The meaning of "HaMakom"
Jasper Faber from Holland wrote:
Although I am not a religious Jew, I like to study Jewish religious literature as a hobby. So I happened to be reading in the Talmud lately, when I noticed that G-d was referred to as HaMakom (Mishna Avot 11,14 for example), I found it very strange that He who is not limited in any way, is called something - a place - which is nothing but limits. When we ask: "Where is the place of the chair?", we are asking for that limited space the chair occupies.
Whenever G-d is referred to in physical terms it is meant as a metaphor. It is axiomatic that G-d is not physical and has no physical properties. We, however, are physical and can only understand things from a physical frame of reference. Hence the use of the physical as a helpful metaphor for the understanding of a quality of G-d.

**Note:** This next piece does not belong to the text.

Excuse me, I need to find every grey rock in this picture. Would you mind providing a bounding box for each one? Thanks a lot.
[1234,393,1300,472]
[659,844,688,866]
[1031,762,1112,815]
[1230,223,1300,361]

What is the metaphor of HaMakom ("The Place")? If you think about the meaning of a "place" you'll agree that it is more than just a geographical location, it's a space which is capable of containing something else. When used in reference to G-d what it means is that everything is contained within G-d (conceptually), while He is not contained in anything. As our Sages say: "He [G-d] doesn't have a place, rather He is The Place of the Universe."
- Maimonides - Commentary on the Mishna, Tractate Sanhedrin, ch.10, principle 3.
- Me'orei Ha'esh, on Tana d'vei Eliyahu, 1:8.